Overall demand from foreign buyers continues to shrink following the announcement of higher taxes and fewer domestic banks lending to overseas investors.

The latest NAB Residential Property Survey, released on Friday, shows that overall demand from foreign buyers continues to shrink as buyers retreat from Queensland and re-focus towards Victoria.

NAB found that the market share of foreign buyers in new Australian housing markets fell for the third straight quarter to 10.4 per cent.

However, NAB chief economist Alan Oster said this masks important movements by state.

“A sharp fall in foreign buyer activity in Queensland to 11.2 per cent (21.9 per cent in Q1) was offset by a significantly bigger presence in VIC (21.7 per cent up from 10.7 per cent in Q1) and a modest rise in NSW (11.8 per cent up from 11.1 per cent in Q1),” he said.

“In established markets, the share of foreign buyers was unchanged at 7.2 per cent, with foreign buyers playing a bigger role in VIC (9.6 per cent) and QLD (7 per cent), but less conspicuous in NSW (7.5 per cent) and WA (5.8 per cent).”

The composition of properties bought by foreigners remained unchanged over the quarter, with 53 per cent of foreigners buying apartments, 29 per cent snapping up houses and 18 per cent investing in redevelopment. However, ratios vary significantly by state. In Queensland, 63 per cent were apartments, but more houses (38 per cent) and land for redevelopment (23 per cent) sold in Victoria.

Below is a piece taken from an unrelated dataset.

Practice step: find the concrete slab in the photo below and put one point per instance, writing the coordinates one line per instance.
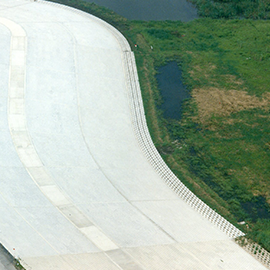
(76, 190)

NAB found that around three-quarters of all apartment sales to foreigners valued below $1 million (35 per cent less than $500,000 and 39.4 per cent between $500,000 and $1 million. In the house market, two-thirds valued below $1 million (around 30 per cent below $500,000 and 36.4 per cent between $500,000-$1 million).

Despite being the first NAB Residential Property Survey since the RBA cut the official cash rate in May, the results showed that housing market sentiment among property professionals softened over the quarter.

The NAB Residential Property Index fell to +3, from +6 in Q1 2016, to remain below its long-term average of +13.

Sentiment moderated in all states except SA/NT, which rose 19 points, albeit still in negative territory. New South Wales joined Victoria as the best performing state, followed by Queensland.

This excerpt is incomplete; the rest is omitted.